The IJ found Cacani’s testimony not credible because, among other things: the testimony regarding the interrogations was vague; Cacani presented no corroborating evidence of his DP membership, aside from a partially-translated membership card; the “activities” Cacani performed for the DP were not likely to have caused him problems; and Cacani’s testimony contradicted the Albanian country reports. We need not evaluate the adverse-credibility determination, however, *446 because we are convinced that conditions in Albania “have changed enough to where [Cacani] no longer has a well-founded fear of being persecuted in [Albania].” Daneshvar v. Ashcroft, 355 F.3d 615, 624 (6th Cir.2004); see id. at 622 (“Although we think that Petitioner may have a valid claim that the IJ’s adverse credibility determination was erroneous, we nevertheless choose not to resolve this issue because we are satisfied that Petitioner failed to establish that he has a well-founded fear of persecution.”).

In finding that conditions in Albania had changed, the IJ referenced the Department of State’s 2001 Profile of Asylum Claims and Country Conditions for Albania. That document states:

With the Socialist Party currently leading a coalition government, it is highly unlikely in today’s circumstances that many applicants will have credible claims to political persecution.... There is virtually no evidence that individuals are targeted for mistreatment on political grounds.
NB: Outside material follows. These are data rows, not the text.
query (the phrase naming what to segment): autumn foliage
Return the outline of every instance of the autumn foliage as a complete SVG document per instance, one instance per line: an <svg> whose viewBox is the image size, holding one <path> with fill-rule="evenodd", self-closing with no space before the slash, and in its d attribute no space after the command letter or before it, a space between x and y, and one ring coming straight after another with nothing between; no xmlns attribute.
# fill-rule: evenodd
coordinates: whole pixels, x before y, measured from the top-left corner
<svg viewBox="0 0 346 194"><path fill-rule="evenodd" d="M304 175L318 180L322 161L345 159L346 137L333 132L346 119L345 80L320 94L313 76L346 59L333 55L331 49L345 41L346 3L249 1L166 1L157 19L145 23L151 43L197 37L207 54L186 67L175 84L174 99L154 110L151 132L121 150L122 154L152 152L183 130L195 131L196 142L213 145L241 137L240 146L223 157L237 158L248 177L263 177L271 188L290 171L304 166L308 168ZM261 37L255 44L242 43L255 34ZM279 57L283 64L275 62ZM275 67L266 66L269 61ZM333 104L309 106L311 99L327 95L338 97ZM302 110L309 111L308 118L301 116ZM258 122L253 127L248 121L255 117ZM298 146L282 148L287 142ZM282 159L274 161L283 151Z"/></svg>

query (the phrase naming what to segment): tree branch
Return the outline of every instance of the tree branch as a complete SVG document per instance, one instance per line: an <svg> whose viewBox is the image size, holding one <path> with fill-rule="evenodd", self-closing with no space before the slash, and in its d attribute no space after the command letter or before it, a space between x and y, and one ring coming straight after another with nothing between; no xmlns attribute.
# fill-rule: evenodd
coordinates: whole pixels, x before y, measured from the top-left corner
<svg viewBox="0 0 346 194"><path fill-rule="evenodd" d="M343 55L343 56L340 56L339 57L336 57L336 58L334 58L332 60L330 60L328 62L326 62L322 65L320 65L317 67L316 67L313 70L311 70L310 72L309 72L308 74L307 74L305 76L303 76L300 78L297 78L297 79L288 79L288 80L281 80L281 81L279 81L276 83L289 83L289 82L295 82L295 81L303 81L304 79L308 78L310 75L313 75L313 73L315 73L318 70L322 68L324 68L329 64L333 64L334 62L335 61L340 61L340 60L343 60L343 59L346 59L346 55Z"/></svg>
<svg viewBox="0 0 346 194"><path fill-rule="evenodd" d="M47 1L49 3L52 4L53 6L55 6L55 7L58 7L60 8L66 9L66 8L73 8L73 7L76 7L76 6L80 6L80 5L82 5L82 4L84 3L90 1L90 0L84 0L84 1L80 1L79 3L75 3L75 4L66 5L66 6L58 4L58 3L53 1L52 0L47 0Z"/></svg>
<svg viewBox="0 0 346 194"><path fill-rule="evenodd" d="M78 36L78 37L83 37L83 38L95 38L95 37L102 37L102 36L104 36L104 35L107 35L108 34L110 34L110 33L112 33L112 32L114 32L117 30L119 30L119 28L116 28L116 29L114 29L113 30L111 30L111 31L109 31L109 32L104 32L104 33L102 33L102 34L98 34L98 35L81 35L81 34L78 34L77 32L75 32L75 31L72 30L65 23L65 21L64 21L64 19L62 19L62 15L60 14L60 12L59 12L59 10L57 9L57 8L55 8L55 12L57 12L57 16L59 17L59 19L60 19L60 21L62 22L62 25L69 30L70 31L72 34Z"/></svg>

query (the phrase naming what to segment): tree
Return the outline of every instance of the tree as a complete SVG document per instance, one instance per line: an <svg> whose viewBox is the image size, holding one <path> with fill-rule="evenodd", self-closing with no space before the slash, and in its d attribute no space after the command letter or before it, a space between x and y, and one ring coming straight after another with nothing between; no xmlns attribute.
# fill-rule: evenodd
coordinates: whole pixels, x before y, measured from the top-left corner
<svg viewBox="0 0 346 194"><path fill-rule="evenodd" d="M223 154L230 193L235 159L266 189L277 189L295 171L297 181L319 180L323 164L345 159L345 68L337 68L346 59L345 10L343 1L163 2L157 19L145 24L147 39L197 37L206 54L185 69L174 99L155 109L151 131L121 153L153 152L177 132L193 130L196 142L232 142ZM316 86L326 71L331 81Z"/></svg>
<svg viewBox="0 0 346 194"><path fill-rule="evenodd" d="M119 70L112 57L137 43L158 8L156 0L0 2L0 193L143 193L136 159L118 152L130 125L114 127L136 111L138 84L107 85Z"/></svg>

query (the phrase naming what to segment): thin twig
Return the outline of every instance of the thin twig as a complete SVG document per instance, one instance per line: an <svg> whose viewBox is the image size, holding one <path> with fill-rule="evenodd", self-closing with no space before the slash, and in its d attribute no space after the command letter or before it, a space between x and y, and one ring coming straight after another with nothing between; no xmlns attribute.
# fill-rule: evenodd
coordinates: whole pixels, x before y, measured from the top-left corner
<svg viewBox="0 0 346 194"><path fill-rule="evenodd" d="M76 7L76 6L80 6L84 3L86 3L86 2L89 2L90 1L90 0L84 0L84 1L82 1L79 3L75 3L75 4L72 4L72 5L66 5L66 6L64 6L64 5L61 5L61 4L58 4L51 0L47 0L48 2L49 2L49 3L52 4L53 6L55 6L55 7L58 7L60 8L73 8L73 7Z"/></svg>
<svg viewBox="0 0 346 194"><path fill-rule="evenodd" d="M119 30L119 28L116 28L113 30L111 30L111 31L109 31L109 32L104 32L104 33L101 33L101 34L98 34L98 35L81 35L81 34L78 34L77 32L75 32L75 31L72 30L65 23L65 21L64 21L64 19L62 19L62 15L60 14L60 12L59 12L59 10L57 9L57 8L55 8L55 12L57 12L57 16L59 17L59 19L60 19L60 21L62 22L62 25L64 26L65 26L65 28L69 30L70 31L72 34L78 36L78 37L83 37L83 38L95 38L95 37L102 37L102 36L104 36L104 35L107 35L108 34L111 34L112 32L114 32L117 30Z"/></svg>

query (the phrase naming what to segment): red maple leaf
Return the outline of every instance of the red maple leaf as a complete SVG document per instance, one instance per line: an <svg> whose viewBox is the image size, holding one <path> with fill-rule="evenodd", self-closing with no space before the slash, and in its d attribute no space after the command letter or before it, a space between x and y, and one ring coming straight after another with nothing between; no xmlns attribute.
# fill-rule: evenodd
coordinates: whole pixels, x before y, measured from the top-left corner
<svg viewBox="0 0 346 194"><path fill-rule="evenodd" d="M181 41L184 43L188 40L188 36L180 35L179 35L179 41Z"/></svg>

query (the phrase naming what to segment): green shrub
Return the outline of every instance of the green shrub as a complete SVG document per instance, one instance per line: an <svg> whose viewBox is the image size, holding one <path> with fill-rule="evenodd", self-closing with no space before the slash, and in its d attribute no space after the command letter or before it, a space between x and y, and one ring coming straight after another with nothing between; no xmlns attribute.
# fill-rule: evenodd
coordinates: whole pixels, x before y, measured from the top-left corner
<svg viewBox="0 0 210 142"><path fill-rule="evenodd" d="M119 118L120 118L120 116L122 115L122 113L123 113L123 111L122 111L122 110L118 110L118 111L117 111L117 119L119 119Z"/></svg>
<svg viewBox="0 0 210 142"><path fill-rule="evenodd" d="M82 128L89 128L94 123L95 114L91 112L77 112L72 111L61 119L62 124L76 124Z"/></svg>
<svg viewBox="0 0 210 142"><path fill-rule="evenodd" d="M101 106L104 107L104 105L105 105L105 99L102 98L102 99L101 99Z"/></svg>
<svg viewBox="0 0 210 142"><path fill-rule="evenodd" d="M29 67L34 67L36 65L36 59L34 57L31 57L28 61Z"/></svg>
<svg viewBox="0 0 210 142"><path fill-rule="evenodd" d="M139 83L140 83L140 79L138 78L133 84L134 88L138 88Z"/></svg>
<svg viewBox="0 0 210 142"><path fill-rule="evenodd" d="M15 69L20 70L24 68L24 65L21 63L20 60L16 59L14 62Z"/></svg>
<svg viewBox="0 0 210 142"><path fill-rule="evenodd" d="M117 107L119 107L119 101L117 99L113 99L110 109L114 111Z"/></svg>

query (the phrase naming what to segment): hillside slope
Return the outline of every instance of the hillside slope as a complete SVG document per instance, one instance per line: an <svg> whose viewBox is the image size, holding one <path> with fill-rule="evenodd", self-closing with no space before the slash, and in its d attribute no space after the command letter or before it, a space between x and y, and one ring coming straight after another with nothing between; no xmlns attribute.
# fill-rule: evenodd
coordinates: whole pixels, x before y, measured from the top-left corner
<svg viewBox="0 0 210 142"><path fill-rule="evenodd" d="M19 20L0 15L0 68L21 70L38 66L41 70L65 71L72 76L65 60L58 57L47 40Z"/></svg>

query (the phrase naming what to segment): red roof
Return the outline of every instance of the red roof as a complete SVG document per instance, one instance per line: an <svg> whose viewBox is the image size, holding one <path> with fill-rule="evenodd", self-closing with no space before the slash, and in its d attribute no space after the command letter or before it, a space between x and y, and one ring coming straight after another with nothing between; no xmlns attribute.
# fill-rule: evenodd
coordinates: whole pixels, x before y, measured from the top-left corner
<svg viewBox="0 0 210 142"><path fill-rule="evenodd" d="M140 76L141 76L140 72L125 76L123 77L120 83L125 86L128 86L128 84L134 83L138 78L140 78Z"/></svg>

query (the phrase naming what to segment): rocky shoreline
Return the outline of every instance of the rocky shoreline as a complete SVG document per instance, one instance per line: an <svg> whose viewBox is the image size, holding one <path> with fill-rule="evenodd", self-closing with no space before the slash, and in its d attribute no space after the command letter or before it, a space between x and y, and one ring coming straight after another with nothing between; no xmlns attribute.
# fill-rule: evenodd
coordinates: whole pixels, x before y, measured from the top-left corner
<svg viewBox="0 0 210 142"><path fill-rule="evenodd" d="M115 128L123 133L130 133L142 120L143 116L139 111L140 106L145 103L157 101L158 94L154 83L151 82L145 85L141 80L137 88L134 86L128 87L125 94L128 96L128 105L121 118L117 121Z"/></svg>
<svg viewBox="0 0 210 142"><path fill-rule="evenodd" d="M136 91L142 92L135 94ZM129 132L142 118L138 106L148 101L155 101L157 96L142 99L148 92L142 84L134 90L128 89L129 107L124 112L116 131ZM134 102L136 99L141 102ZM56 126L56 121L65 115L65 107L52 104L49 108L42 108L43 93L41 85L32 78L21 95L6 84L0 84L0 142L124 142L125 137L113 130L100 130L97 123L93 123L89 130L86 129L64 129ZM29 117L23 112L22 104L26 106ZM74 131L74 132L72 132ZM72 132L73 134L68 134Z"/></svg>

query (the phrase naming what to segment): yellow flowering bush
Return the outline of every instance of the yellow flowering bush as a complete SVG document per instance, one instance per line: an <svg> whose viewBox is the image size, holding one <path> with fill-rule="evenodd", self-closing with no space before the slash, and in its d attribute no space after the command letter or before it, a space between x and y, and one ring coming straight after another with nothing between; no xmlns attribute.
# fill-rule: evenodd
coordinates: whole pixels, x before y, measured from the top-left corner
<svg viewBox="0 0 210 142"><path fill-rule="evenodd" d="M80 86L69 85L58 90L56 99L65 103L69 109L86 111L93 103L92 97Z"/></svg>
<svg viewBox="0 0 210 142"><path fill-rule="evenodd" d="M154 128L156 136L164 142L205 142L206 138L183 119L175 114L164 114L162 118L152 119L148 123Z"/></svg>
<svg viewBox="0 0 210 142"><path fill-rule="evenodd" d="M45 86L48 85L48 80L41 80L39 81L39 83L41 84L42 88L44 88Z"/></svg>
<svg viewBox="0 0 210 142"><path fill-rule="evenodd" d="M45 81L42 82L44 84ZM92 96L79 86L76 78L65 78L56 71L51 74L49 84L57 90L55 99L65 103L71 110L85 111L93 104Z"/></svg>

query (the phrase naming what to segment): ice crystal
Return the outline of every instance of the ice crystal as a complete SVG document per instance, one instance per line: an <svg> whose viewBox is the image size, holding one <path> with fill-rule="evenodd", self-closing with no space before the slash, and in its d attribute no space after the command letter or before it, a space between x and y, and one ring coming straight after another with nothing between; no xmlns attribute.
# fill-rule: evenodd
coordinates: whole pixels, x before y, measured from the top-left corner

Far more prevalent is organized and amateur crime.... All political parties have been active in most of the country without a pattern of mistreatment, even during the dark days of 1997.

Though we have recognized “that State Department reports may be problematic sources on which to rely,” Mullai v. Ashcroft, 385 F.3d 635, 639 (6th Cir.2004), we have adopted “the view that such reports are generally the best source of information on conditions in foreign nations.” Id. (quotation omitted).